DKI Belum Ambil Sikap Tegas Peringatan KPK Hentikan Kontrak Swastanisasi Air, Wagub: Kita Pelajari
Wakil Gubernur DKI Jakarta Ahmad Riza Patria (Foto: Diah Ayu Wardani/VOI)

Bagikan:

JAKARTA - Komisi Pemberantasan Korupsi (KPK) merekomendasikan Gubernur DKI Jakarta Anies Baswedan menghentikan rencana perpanjangan kontrak pengelolaan air minum antara PD PAM Jaya dengan pihak swasta.

Menanggapi hal ini, Wakil Gubernur DKI Jakarta Ahmad Riza Patria mengaku pihaknya akan memasukkan rekomendasi KPK dalam kajian keberlanjutan swastanisasi air dengan PT Aetra tersebut.

"Terkait rekomendasi, tentu kami menghargai dan menghormati. Nanti Pemprov, PAM, dan lain akan mempelajari apa isi subtasi dari rekomendasi KPK. Kenapa ada rekomendasi seperti itu, sejauh mana kemenangan kita, masing-masing kita jaga," kata Riza di Balai Kota DKI, Jakarta Pusat, Jumat, 23 April.
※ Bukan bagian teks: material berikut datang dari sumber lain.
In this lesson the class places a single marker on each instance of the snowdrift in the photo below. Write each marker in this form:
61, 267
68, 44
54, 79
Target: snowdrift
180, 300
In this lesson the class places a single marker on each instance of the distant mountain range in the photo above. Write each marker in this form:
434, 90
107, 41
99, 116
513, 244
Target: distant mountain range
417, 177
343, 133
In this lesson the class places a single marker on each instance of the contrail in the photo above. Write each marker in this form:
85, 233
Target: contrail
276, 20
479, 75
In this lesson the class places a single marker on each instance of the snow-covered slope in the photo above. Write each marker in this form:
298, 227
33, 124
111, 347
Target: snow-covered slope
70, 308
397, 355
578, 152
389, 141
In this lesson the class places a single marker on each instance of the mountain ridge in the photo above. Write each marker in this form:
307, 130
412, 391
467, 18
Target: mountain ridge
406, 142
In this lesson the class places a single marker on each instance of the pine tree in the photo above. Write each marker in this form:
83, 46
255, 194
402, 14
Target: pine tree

Saat ini, Pemprov DKI tengah mempertimbangkan apakah akan melanjutkan kontrak swastanisasi air yang telah berlangsung 23 tahun itu atau tidak. Pada prinsipnya, lanjut Riza, Pemerintah Provinsi DKI Jakarta ingin memastikan bahwa kebutuhan air minum bagi masyarakat terjaga dan terjamin.

"Yang paling penting, kita semua memastikan kebutuhan warga Jakarta terkait air minum harus terjamin dan terjaga baik," ungkap Riza.

Penanggung Jawab Wilayah DKI Jakarta pada Direktorat Korsup Wilayah II KPK Hendra Teja menyebut akan mengusulkan Anies mencabut izin prinsip persetujuan perpanjangan perjanjian kerja sama (PKS) pengelolaan air minum.

“Kami sarankan Pemprov DKI Jakarta menunggu PKS ini selesai pada Februari 2023, kemudian menyerahkan pengelolaannya kepada PAM Jaya," kata Hendra.

Diketahui, DKI telah melakukan kerja sama pengelolaan air minum dengan swasta sejak tahun 1998 selama 25 tahun. Masa kontrak swastanisasi air itu akan habis pada 2023. 

Dalam perjanjian tersebut, PAM Jaya hanya berfungsi sebagai pengawas. Hendra bilang, KPK juga mendapatkan data bahwa mitra swasta terkait relatif tak berkinerja baik di sisi hilir, yaitu terjadinya tingkat kebocoran pipa yang berimbas pada cakupan layanan ke penduduk menjadi rendah. 

Metode take or pay dengan kondisi hilir yang bermasalah berpotensi merugikan PAM Jaya karena berkewajiban membayar 100 persen produksi air dari mitra swasta. Padahal, penyaluran air efektif hanya 57,46 persen. 

Karenanya, KPK meminta Anies tidak memperpanjang kontrak kerja sama tersebut. Sebab, berdasarkan masukan Perwakilan BPKP Provinsi DKI Jakarta, KPK menemukan adanya potensi kecurangan atau fraud yang dapat mengakibatkan timbulnya kerugian pada PAM Jaya. 

"Kami juga sarankan Pemprov DKI Jakarta mencabut SK Gubernur Nomor 25 Tahun 2003 yang membatasi tugas PAM Jaya hanya sebagai pengawas mitra swasta. Aturan ini tak sesuai dengan Perda DKI Nomor 13 tahun 1992,” ungkap Hendra.